As I point out to folks who use the tax helplines, you only get the right answer if you ask the right question.
Google also won't ask if you have considered looking at the problem from an entirely different viewpoint.
My favourite example of these was the youngish client who put the entire share capital of his extremely profitable company into a discretionary trust for his minor children after reading about IHT saving schemes in the Daily Mail.
To counteract clients going off piste with ideas, the trick is to speak to them more than once a year and pre-empt the thought process. Have a chat/courtesy call more frequently and you can discover what they are up to. Mention IHT planning, exit/succession/expansion strategy, you will be amazed how often a client will say that they had been worrying about this for some time!
"As I point out to folks who use the tax helplines, you only get the right answer if you ask the right question."
This is so true. I'm always telling trainees not to just answer the question in front of them, but to stand back and think about what the right question should have been, and then to answer that.
You can't stop clients asking Google, but you can still help them when they do something ill advised as a result.
before Google clients might just see Q&As in the finance pages of their daily/weekend papers. They only reached out to their accountant if they really needed help with something urgent.
Now they can raise queries about all manner of trivial issues and these can develop into more extensive questions - all answered for free via Google. Whether than answers are right or uptodate of course is something else.
It's important to recognise that when you ask a Q on Google, the answers are prioritised by ref to their algorithm.

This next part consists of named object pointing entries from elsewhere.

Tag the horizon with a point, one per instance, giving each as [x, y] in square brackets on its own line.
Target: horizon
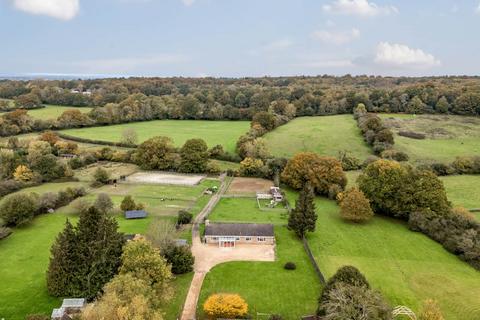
[219, 39]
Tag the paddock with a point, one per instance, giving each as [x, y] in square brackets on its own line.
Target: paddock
[157, 177]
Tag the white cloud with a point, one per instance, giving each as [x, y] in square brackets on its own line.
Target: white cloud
[272, 47]
[340, 63]
[60, 9]
[399, 55]
[358, 8]
[129, 64]
[336, 37]
[188, 3]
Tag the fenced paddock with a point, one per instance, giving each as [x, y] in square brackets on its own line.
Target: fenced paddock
[165, 178]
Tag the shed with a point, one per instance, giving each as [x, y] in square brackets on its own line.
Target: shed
[135, 214]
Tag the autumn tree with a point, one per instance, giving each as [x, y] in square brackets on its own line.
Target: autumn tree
[226, 306]
[128, 203]
[251, 167]
[129, 136]
[19, 209]
[143, 261]
[156, 153]
[23, 174]
[354, 206]
[321, 172]
[194, 156]
[398, 190]
[430, 311]
[303, 217]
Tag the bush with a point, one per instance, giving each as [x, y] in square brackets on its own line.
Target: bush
[290, 266]
[412, 135]
[5, 232]
[430, 311]
[346, 301]
[251, 167]
[224, 305]
[128, 204]
[458, 234]
[355, 207]
[180, 258]
[184, 217]
[101, 176]
[19, 209]
[393, 154]
[398, 190]
[321, 172]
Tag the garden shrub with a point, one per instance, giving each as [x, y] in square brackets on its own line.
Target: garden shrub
[354, 206]
[184, 217]
[226, 306]
[180, 258]
[290, 266]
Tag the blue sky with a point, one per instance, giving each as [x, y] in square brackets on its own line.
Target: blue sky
[238, 38]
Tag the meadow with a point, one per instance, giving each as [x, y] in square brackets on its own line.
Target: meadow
[266, 286]
[53, 112]
[447, 136]
[224, 133]
[325, 135]
[407, 267]
[24, 262]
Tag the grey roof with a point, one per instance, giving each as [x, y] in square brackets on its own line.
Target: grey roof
[73, 303]
[239, 229]
[135, 214]
[181, 242]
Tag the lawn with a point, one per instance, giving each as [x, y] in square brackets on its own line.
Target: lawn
[463, 190]
[407, 267]
[25, 254]
[447, 136]
[224, 133]
[267, 286]
[246, 210]
[53, 112]
[325, 135]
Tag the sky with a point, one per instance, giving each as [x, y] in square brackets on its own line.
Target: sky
[239, 38]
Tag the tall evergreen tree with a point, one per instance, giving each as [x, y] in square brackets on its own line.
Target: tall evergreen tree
[86, 257]
[303, 217]
[63, 262]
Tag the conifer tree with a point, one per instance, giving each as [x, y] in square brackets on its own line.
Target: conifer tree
[84, 258]
[63, 262]
[303, 217]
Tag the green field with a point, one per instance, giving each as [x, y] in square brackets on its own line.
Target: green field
[25, 254]
[407, 267]
[224, 133]
[53, 112]
[448, 136]
[246, 210]
[267, 286]
[463, 190]
[325, 135]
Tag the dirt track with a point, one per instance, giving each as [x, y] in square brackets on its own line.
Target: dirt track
[208, 256]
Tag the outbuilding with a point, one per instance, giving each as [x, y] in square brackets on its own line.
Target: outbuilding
[135, 214]
[229, 234]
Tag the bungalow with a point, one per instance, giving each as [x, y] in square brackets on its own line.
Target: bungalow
[229, 234]
[135, 214]
[69, 308]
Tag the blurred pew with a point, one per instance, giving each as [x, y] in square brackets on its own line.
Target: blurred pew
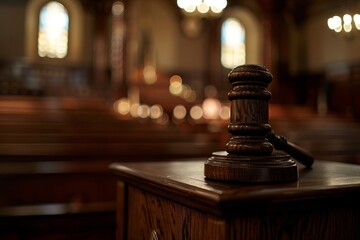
[54, 158]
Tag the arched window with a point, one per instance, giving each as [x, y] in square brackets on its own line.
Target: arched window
[53, 30]
[233, 50]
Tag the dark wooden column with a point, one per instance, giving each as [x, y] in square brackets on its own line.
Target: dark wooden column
[248, 156]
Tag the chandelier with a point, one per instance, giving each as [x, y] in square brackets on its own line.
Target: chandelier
[202, 7]
[347, 23]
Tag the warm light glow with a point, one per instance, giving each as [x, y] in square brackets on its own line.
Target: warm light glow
[233, 51]
[156, 111]
[357, 21]
[179, 112]
[150, 76]
[134, 110]
[196, 112]
[345, 23]
[122, 106]
[211, 108]
[53, 31]
[202, 6]
[143, 111]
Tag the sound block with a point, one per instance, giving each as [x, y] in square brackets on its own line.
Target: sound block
[276, 167]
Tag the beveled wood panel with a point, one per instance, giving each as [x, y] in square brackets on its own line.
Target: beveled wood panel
[324, 223]
[147, 213]
[326, 184]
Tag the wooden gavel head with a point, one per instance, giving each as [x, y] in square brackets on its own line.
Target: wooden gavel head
[249, 111]
[249, 155]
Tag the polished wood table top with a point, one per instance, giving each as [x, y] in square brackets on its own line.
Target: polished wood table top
[325, 184]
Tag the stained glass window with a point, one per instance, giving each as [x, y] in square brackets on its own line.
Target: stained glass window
[53, 30]
[233, 51]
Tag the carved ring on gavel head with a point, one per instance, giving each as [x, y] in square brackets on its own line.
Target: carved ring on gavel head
[249, 155]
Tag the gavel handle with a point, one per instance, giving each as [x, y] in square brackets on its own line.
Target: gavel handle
[300, 154]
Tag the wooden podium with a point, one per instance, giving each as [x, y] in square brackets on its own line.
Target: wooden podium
[245, 192]
[173, 200]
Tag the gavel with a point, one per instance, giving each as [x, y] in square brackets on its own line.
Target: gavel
[248, 155]
[295, 151]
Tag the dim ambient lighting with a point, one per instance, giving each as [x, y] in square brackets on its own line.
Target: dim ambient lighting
[202, 7]
[53, 31]
[211, 108]
[347, 23]
[179, 112]
[177, 88]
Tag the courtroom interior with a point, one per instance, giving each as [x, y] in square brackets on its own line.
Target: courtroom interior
[85, 84]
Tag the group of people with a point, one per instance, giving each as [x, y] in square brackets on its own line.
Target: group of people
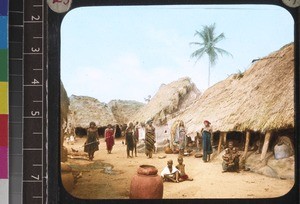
[230, 157]
[180, 140]
[131, 139]
[175, 173]
[91, 144]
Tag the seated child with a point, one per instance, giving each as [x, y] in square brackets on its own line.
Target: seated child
[181, 167]
[227, 164]
[170, 172]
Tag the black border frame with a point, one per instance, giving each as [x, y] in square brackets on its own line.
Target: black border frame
[56, 192]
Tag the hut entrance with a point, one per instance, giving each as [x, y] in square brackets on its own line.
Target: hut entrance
[236, 137]
[79, 131]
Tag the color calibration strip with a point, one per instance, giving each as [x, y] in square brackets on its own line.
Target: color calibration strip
[4, 102]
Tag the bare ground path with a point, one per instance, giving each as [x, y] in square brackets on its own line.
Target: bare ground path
[100, 182]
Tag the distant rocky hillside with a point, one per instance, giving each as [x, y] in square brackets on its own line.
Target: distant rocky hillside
[84, 109]
[169, 101]
[124, 109]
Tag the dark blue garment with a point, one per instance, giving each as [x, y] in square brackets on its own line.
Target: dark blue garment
[206, 144]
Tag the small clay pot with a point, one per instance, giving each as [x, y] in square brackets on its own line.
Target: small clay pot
[168, 150]
[146, 184]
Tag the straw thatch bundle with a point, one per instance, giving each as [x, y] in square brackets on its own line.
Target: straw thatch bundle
[260, 99]
[85, 109]
[169, 100]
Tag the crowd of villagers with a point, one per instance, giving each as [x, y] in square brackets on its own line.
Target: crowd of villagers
[170, 172]
[131, 139]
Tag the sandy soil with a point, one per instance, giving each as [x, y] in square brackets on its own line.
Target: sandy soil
[99, 182]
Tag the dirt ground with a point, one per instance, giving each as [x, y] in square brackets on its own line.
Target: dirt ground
[108, 176]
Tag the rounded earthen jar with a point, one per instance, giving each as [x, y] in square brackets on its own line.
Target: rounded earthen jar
[146, 184]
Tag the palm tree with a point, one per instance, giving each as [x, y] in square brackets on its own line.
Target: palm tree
[208, 46]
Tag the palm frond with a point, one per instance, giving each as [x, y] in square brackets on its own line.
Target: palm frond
[219, 38]
[223, 52]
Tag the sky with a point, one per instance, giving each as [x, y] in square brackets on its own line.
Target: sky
[127, 52]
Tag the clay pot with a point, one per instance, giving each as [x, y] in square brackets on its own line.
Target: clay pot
[168, 150]
[198, 155]
[146, 184]
[67, 177]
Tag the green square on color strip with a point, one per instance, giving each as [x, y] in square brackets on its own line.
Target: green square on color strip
[3, 65]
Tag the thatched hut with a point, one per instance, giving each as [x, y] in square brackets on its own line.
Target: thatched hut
[258, 102]
[64, 109]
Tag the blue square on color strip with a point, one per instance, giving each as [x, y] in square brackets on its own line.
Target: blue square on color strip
[3, 32]
[3, 7]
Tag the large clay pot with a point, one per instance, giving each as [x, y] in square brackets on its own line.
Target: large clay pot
[146, 184]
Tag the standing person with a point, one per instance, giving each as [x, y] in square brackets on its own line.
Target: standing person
[118, 133]
[181, 167]
[136, 137]
[182, 138]
[129, 139]
[170, 173]
[149, 139]
[109, 135]
[92, 141]
[206, 141]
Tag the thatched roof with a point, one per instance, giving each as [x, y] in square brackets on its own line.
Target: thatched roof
[84, 109]
[124, 109]
[169, 100]
[260, 99]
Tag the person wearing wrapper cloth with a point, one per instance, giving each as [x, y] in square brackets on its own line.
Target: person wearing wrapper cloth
[92, 142]
[206, 141]
[149, 139]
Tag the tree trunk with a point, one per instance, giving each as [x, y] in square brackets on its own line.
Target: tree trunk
[208, 74]
[265, 146]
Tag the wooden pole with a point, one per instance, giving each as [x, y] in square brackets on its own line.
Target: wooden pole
[225, 138]
[246, 144]
[265, 146]
[221, 138]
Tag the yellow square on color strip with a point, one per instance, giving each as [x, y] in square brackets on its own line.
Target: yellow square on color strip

Typically this will favour the more popular and well visited websites. Invariably this also means that OLD and out of date information often gets shown ahead of newer pages that have yet to build up comparable traffic.
One other, related, change I have noted as a result of Google, is that many, many people who need an accountant search instead for 'tax advice'.
I know this as a large proportion of the traffic to the Tax Advice Network website is from people who do not need a specialist tax adviser. Just a local accountant. It's why we refocused the website at the start of 2017. And why dozens of accountants are now opting to be listed on the site.
Personally, I have found for the (admittedly very small number) of clients that appear to go to Google (the man down the pub tends not to be an issue, it's probably my boss, who will refer them to me), it is generally a simple matter to highlight and prove that they have learned only a small part of the subject, and that they haven't come upon the exclusions and pitfalls yet.
This tends to add confidence, and they then start coming to me first again.